RAI Puts It All Together
More and more companies are looking for solutions to their connected-data problems. RelationalAI’s platform was designed from the ground up to handle the types of hybrid workloads that typify this kind of modern data. Rather than trying to build a graph product on top of a SQL database, RAI has built a graph management system on a fully normalized relational data architecture. This approach to data storage architecture uses Graph Normal Form (GNF) because it is more flexible in allowing multiple models to be developed against the same physical data, and scalable up to trillions of rows (nodes and edges). To avoid pair-wise n-way joins, our platform relies on our dovetail join implementation of the worst-case optimal join algorithm, which makes fully normalized relational storage practical.
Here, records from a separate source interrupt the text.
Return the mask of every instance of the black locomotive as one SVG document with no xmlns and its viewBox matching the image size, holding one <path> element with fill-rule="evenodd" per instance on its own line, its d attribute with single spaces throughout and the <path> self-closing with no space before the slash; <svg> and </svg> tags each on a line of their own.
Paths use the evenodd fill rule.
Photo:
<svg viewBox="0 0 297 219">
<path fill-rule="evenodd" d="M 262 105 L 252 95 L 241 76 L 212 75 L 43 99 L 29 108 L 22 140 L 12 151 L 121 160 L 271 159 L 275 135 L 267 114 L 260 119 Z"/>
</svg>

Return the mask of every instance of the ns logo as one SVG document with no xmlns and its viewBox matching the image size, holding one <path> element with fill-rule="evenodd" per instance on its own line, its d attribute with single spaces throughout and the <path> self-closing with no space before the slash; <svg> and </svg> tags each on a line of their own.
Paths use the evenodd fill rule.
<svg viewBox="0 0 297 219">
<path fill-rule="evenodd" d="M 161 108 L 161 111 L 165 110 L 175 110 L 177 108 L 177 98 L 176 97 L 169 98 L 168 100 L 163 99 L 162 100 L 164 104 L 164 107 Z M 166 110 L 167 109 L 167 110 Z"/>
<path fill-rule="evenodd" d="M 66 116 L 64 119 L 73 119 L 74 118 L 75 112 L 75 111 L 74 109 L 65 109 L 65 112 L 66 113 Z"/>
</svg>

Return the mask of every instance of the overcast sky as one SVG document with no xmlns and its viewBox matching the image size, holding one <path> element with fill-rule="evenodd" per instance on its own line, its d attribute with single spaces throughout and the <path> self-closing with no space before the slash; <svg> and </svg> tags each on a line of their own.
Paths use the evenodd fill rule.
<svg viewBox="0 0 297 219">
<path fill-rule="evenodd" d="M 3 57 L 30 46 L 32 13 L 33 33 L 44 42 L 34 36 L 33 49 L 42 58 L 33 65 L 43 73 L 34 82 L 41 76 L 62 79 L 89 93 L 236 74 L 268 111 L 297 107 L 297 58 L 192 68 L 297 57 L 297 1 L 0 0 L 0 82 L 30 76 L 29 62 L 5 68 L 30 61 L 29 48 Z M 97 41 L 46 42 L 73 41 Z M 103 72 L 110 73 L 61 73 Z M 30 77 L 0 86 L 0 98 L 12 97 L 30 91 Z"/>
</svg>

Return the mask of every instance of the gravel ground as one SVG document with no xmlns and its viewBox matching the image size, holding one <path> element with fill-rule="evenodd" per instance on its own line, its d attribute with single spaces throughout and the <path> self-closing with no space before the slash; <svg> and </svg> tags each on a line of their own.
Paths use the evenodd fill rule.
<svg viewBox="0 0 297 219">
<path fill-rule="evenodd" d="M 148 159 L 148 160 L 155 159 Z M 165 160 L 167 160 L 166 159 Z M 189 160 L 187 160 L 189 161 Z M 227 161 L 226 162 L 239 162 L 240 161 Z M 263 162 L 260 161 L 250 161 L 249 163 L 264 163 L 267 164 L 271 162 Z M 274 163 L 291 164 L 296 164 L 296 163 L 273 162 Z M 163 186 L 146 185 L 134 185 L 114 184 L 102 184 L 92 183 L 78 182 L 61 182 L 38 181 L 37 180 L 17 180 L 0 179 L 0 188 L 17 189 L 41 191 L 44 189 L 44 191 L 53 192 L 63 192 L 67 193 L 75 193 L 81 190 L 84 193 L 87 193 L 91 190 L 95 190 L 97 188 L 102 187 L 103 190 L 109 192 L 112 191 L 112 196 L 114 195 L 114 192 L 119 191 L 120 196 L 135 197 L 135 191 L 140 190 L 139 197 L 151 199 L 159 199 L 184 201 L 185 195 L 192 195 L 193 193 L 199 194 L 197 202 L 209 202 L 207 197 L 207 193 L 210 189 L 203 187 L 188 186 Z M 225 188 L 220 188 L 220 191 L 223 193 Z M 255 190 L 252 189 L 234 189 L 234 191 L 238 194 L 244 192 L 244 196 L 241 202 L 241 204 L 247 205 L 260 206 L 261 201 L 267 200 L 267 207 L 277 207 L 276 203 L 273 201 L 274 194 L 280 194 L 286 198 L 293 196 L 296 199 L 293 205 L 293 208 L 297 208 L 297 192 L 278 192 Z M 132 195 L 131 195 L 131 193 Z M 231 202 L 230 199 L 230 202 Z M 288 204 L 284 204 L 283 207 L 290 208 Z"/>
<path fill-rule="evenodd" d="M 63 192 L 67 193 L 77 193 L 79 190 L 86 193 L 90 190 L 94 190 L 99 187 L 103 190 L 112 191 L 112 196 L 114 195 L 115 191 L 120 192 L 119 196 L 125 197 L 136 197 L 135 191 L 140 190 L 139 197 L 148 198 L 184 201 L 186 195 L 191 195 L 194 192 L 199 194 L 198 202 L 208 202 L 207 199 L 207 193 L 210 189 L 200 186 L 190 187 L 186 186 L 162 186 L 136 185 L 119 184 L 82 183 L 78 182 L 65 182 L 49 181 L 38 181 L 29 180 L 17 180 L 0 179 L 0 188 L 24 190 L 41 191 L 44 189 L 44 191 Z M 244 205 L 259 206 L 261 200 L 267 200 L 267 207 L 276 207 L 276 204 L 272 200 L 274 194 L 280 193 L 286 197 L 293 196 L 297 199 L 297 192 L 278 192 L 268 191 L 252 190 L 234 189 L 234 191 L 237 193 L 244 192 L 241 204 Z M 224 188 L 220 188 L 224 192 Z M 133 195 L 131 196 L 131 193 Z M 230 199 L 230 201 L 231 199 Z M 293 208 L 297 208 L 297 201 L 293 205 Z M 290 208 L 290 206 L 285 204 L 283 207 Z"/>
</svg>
The diagram below gives an example of how the nodes, edges, and node- and edge-attributes of a simple labeled property graph are mapped to the fully-normalized GNF relations.
We have also developed Rel, our relational language which is concise, expressive, and explainable. We think of it as a power tool for developers, or executable specifications for business stakeholders --- it’s designed to be clear and human-readable. The RAI platform also implements semantic optimization that exploits a graph’s schema, knowledge, and ontology to rewrite user queries into mathematically provably equivalent queries that are more performant. This cannot be done with navigational graph databases.
Rel serves as a solid foundation for other query languages. We intend to support SQL and other languages on top of Rel.
By combining the architectural benefits of relational with the conceptual intuitiveness of graph, we enable users to build abstract, high-level models and data apps on connected data sets. Contrary to the false dichotomy of graph vs. relational, RAI shows that relational is actually the best foundation for graph.